Mia’s eyes narrowed. “Why are you holding a shirt?”
You looked down as if you had only just noticed the black fabric in your hand. “Laundry.”
“That’s not your shirt,” Mia said, huffing. “That is very obviously not your shirt.”
You forced yourself to shrug and moved past her into the living room, putting your body between her and the note on the hostage’s chest like that would somehow fix everything. “Maybe he brought it,” you said, nodding at the informant, which was such a stupid lie that even the tied-up man looked offended.
Mia stared at you. Then she stared at the man. Then she stared at the shirt again, and you could practically see her connecting dots you were trying to kick under the sofa.
“You’re being weird,” she said.
“I woke up to a federal informant in our living room, Mia. I think weird is allowed,” you said, and crouched in front of the man before she could keep interrogating you. His eyes fixed on you with desperate relief, like you were the reasonable person in the room, which was honestly insulting.
He had not killed the man. He had found him, hurt him, wrapped him up, and left him breathing in your living room because he knew you would want the choice.
That wasn’t sane. That wasn’t normal. That was not something you could explain to Mia without her opening the biscuit tin full of grenades and declaring a turf war in your apartment.
So you just tilted your head, and Mia watched the movement with open suspicion, her pistol still raised but her attention now split between the hostage and whatever the hell was happening to your face.

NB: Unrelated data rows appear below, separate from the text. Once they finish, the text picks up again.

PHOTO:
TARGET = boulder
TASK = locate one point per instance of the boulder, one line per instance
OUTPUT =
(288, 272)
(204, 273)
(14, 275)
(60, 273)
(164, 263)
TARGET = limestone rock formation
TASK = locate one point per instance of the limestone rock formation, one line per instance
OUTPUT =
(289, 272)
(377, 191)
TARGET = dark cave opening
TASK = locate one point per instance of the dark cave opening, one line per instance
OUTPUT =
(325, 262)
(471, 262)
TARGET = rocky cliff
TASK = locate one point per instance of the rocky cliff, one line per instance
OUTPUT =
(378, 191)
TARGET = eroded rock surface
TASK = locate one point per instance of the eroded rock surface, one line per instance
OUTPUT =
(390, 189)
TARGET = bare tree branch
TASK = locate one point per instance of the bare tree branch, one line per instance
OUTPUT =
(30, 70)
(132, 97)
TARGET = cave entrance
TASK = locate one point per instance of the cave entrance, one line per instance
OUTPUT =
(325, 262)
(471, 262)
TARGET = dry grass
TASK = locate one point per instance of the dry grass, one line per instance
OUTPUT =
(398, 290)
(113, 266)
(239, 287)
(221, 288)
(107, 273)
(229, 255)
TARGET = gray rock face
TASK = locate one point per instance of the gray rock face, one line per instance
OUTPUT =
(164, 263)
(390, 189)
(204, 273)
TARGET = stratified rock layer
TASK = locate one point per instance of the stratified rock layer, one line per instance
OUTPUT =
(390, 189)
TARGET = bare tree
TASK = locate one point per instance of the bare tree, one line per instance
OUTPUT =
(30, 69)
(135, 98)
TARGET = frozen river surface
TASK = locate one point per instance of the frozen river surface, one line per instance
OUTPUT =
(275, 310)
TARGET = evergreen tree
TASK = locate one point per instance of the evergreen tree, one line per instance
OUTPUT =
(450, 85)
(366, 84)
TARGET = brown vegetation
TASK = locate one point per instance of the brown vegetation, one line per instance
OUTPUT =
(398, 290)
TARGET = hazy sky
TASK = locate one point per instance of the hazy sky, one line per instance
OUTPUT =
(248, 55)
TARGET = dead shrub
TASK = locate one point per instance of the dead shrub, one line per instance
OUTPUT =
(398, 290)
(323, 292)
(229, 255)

Instead of giving her a second of your time, you crouched in front of the informant and smiled like this was business as usual. Behind you, Mia muttered something about needing stronger coffee, and you tried not to think about Dex standing in your bedroom while you slept, leaving you something comforting before placing something violent in the next room.
“Morning,” you said.
The informant whimpered again. You softened your voice, and smiled just enough to make him regret being awake.
“Where shall we start?”
The man made a desperate noise behind the tape, eyes blown wide his whole body jerking against the zip ties like panic had gotten under his skin. You watched him for a second longer than necessary, Dex’s black shirt still clutched in one hand and hidden half-uselessly against your thigh.
You reached forward and pinched the edge of the duct tape.
The man started shaking his head before you even pulled it free, frantic little sounds building in his throat, but you only smiled at him and said, “Relax. I’m helping.”
Then you tore it off.
The second his mouth was free, he gasped so hard it sounded painful. “Bullseye sent me!”
You froze.
Mia’s confusion manifested in a little huh? behind you, but you barely registered it. The man was already blabbing, words falling out of him too fast to be clean. “Please, please, I swear, I swear to God, that’s all this is. He told me to deliver a message. That’s it. I’m just the messenger. I didn’t ask to come here. He grabbed me, he tied me up, he said if I didn’t tell you exactly what he said, he’d come back and cut my hands off, and I believe him, I really, really believe him.”
You crouched a little closer. Your heartbeat had gone quick under your skin. “What message?”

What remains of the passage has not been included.